Mr. Dryden has consulted all and every source he could find though even he has to admit defeat a few times when the sources have disappeared or are unclear, usually due to the many lies of Leoncavallo to aggrandize himself. Even Dryden cannot completely clear out the Bohème-controversy between Puccini and Leoncavallo. The author has admirably followed the composer’s path from his early poor days in Paris to his equally poor days at the end of his life; ridden by insurmountable debts so that one understands the widow who tried to cash in on his name by editing so-called unpublished Leoncavallo-composings up to twenty years after his death. Though Dryden has some sympathy for the composer he spares us no wheeling and dealing and one understands all too well why nobody in the shark world of Italian opera trusted Leoncavallo any more or wanted to do business with him. Nobody even thought of offering a teaching job to this querulous inflated ego.
In the second part of the book Dryden discusses in detail opera by opera (detailed contents and analysis of music), operetta by operetta. He does so in acceptable language for those who don’t have a score in front of them. Happily Dryden doesn’t belong to the school of biographers that discovers an unjustly forgotten masterpiece in every odd title but he has high praise indeed for La Bohème and Zaza; fine operas which are so much better than most of boring baroque or modern trash. His analysis is a plea too for revival of some of the composer’s operettas; especially La Reginetta delle Rose and Malbruk.  The only weak point in this section of the book seems to me Dryden’s scholarly refusal to comment on existing recordings which after all are the author’s best proofs for some of his assumptions and the only way most of us will get to know Leoncavallo’s worth.

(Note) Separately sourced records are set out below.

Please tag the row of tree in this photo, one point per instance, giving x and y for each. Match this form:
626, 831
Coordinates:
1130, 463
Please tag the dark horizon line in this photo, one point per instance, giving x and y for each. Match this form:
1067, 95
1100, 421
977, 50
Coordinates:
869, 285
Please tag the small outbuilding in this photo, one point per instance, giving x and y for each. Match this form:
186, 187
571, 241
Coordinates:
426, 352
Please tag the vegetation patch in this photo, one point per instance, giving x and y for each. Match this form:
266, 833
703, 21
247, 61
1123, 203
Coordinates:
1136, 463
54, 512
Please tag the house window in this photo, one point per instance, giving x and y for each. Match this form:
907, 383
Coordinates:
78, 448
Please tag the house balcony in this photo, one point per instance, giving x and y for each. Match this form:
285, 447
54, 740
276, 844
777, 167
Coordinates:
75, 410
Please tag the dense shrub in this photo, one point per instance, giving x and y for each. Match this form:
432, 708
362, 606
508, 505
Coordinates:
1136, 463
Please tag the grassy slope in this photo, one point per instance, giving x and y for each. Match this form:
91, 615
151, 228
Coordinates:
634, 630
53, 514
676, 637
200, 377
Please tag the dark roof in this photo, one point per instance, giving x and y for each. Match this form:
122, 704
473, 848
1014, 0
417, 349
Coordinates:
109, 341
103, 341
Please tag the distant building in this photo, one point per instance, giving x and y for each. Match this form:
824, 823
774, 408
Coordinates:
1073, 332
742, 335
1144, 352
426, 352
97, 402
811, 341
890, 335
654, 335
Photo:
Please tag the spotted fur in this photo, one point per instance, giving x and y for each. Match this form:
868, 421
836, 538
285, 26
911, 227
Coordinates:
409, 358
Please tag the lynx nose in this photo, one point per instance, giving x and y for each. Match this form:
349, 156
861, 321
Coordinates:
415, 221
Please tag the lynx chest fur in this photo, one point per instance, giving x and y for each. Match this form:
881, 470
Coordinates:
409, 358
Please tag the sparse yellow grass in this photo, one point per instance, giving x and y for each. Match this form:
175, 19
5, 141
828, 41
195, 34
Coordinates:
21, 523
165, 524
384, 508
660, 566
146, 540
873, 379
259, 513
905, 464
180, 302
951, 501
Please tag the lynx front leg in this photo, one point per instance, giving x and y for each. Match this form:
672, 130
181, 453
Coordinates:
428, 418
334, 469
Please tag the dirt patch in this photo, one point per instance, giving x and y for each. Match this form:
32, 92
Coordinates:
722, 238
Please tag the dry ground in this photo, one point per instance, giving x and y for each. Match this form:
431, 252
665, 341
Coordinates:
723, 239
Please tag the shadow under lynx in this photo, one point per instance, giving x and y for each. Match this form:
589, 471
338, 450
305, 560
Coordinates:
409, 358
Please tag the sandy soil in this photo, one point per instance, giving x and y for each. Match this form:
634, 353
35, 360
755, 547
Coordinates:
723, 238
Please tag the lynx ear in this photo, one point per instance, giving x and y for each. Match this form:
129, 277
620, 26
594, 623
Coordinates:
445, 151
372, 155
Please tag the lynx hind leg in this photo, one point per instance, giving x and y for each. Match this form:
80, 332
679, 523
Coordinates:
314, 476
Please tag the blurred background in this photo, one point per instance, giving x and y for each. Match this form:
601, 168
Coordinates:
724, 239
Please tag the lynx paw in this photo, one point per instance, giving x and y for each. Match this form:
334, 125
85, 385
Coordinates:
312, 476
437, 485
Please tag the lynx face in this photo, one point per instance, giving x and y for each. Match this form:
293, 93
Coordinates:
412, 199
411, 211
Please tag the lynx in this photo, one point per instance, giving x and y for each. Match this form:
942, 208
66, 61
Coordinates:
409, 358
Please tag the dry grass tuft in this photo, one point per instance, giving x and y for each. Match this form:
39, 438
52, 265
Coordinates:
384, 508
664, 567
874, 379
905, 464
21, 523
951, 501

The Bongiovanni company has recently helped us by releasing the Pagliughi-Renzi-Reginetta (a must in every collection) and by recording Chatterton. But I Medici and Der Roland von Berlin too are easily accessible in the CD-R world of collectors. Even Pierrot Lunaire can be found. One word for those who try to order the book at Amazon. There is a foreword of one page by Placido Domingo and the cataloguing moron at Amazon probably recognized that name and decided to jut down the tenor’s name as the book’s author. After his amazing book on Zandonai this is a second highly recommendable book on a verismo composer. So, please Mr. Dryden, Umberto Giordano too could use your services.